Stresin de kalp sağlığını etkileyen çok önemli bir faktör olduğunun altını çizen Okuyan, ''Stres, modern yaşamın sebep olduğu kabuslardan birisi. Stresten ne kadar kaçınalım desek de bu her zaman mümkün olmuyor. Bütün bu beslenme, hayat tarzı değişiklikleri maalesef çağın teknolojik gelişimi, yoğunluğun getirdiği şeyler, buna stres de eklenince kalp hastalıklarının yaşı düşüyor. Buna bir de kötü alışkanlıklar sigara, nargile, türün ürünlerini, obeziteyi eklediğiniz zaman kalp hastalıklarına yakalanma yaşının düşmesi kaçınılmaz oluyor'' dedi.Artan hava sıcaklığı nedeniyle hastaların tedavisinde değişimler olabileceğini ve Türkiye’nin kalp sağlığı anlamında kötü bir durumda olduğuna dikkat çeken Okuyan, “Bizim yaz aylarında düzenli idrar söktürücü tarzı ilaç kullanan veya tansiyon ilacı kullanan hastaların ilaç dozlarını yeniden ayarlamamız gerekebiliyor.

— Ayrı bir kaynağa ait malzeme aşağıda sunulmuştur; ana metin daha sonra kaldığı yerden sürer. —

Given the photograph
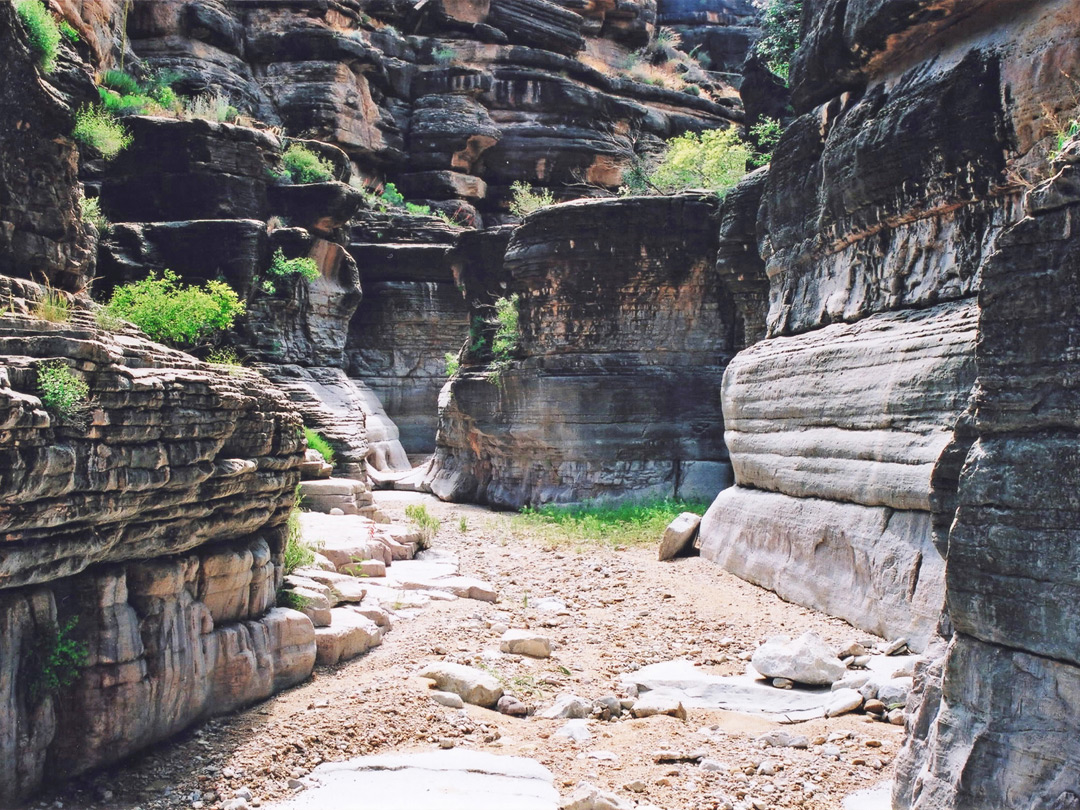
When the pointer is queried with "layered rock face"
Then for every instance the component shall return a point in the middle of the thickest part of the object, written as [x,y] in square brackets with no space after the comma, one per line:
[624,332]
[154,521]
[847,423]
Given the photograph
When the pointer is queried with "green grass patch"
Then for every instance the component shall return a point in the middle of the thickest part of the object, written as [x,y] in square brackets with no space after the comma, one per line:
[99,130]
[626,523]
[320,445]
[43,31]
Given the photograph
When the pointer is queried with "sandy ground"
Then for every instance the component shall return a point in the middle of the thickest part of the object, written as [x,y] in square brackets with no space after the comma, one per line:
[624,610]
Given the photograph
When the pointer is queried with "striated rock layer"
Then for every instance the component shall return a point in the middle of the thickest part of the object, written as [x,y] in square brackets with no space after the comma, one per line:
[624,332]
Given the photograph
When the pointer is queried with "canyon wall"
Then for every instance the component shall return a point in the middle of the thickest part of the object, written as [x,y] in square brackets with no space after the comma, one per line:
[612,389]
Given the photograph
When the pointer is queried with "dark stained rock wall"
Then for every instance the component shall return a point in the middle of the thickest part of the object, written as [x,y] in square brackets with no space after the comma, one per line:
[880,210]
[624,335]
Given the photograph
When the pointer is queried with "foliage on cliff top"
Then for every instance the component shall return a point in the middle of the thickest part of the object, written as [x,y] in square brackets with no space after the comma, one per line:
[714,160]
[179,314]
[304,165]
[42,30]
[61,390]
[780,35]
[320,445]
[626,523]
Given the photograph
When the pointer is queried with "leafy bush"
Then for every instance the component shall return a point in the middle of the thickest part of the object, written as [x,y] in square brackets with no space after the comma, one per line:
[54,660]
[320,445]
[53,307]
[68,31]
[61,390]
[780,36]
[99,130]
[176,313]
[766,133]
[392,197]
[424,521]
[304,165]
[714,160]
[43,31]
[211,107]
[526,200]
[633,522]
[304,267]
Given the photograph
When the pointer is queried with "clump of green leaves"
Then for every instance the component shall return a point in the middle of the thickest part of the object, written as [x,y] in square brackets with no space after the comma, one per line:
[424,521]
[525,200]
[54,660]
[179,314]
[68,31]
[453,364]
[99,130]
[61,390]
[43,31]
[766,133]
[302,165]
[714,160]
[320,445]
[628,523]
[780,36]
[90,208]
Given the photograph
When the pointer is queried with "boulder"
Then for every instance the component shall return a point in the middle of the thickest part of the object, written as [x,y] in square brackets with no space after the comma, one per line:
[805,660]
[678,535]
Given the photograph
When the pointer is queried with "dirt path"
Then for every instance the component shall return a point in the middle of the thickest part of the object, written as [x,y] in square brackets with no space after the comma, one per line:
[623,610]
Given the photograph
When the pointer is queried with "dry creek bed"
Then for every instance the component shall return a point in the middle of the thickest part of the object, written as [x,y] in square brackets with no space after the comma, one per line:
[624,610]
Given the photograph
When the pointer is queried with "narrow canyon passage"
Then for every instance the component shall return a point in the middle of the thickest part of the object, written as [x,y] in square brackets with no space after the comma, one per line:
[623,610]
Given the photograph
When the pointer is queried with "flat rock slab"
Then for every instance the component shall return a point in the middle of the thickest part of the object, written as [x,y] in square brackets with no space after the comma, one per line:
[444,780]
[696,689]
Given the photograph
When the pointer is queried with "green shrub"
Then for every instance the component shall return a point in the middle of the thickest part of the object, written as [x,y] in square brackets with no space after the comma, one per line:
[176,313]
[766,133]
[122,83]
[714,160]
[424,521]
[42,30]
[526,200]
[61,390]
[68,31]
[320,445]
[304,165]
[54,660]
[453,364]
[780,36]
[99,130]
[392,197]
[632,522]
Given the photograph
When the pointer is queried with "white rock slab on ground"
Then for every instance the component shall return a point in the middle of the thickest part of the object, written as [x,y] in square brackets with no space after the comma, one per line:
[444,780]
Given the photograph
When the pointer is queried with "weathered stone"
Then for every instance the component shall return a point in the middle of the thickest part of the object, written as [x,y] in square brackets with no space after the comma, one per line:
[806,660]
[525,643]
[678,535]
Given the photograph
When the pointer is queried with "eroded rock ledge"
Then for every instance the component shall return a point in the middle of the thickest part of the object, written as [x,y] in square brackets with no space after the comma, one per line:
[624,334]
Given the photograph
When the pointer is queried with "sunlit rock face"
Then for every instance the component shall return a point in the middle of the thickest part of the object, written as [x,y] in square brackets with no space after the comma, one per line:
[624,333]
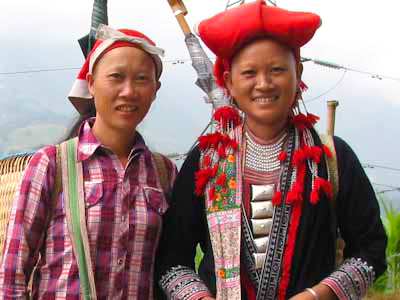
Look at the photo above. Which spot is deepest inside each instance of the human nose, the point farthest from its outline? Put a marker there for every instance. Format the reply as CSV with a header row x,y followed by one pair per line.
x,y
264,82
128,89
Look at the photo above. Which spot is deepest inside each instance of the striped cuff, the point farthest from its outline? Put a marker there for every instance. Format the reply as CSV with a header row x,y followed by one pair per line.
x,y
352,280
184,284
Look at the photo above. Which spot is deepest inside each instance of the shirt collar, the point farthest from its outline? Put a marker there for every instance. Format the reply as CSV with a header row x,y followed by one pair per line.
x,y
88,143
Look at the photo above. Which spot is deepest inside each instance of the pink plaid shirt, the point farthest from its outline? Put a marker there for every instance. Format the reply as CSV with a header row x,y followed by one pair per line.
x,y
123,209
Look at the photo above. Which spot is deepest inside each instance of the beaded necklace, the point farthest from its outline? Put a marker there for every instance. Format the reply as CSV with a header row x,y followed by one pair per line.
x,y
263,158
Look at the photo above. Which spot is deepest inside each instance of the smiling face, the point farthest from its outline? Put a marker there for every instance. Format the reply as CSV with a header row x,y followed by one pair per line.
x,y
123,85
263,80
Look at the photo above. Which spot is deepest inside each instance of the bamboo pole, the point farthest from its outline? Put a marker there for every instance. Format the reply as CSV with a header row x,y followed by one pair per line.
x,y
330,128
180,11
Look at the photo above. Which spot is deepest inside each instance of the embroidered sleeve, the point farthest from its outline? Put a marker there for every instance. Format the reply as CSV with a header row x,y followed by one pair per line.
x,y
352,280
182,283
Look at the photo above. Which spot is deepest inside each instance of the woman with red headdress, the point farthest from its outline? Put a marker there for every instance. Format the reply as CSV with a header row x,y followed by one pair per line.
x,y
256,194
95,236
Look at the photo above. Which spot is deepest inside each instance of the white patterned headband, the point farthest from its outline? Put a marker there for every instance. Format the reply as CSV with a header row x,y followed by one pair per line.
x,y
111,36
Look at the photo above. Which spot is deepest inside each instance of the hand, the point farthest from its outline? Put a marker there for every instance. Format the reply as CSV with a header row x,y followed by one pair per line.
x,y
324,293
303,296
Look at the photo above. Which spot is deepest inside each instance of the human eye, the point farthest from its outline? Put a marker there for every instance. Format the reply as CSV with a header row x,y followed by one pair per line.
x,y
278,69
248,72
143,77
116,75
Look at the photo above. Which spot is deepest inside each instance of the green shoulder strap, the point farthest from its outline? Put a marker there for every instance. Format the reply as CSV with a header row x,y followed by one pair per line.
x,y
162,172
72,181
331,163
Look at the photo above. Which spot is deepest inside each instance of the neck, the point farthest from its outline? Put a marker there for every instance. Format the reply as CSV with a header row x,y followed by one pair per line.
x,y
266,132
119,142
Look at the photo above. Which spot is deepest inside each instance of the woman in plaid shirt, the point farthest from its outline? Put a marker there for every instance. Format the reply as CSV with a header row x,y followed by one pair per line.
x,y
123,194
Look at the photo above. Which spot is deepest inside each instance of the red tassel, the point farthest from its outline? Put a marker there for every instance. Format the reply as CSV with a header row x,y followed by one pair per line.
x,y
210,140
282,156
312,119
227,115
221,180
301,121
207,161
303,86
316,154
221,151
293,197
214,171
327,188
202,178
314,197
277,198
298,157
211,193
324,185
327,151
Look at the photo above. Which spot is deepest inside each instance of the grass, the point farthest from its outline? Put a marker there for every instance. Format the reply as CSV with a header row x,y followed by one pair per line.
x,y
390,280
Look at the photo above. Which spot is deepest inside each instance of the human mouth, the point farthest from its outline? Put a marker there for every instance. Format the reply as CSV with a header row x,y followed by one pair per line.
x,y
127,108
265,100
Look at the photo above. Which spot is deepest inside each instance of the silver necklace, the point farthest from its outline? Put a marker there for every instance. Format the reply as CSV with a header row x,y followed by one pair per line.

Hastanın tuz alımını bir dengeye sokmamız gerekebilir. Yaz aylarında kaybedilen tuzun yerine konması gerekebilir, bu bizim özellikle hipertansiyonu, kalp yetersizliği olan hastalarımız için önemli bir problem. Sıcak havalarda kalp, tansiyon hastalarının, yaşlıların çok dikkat etmesi lazım.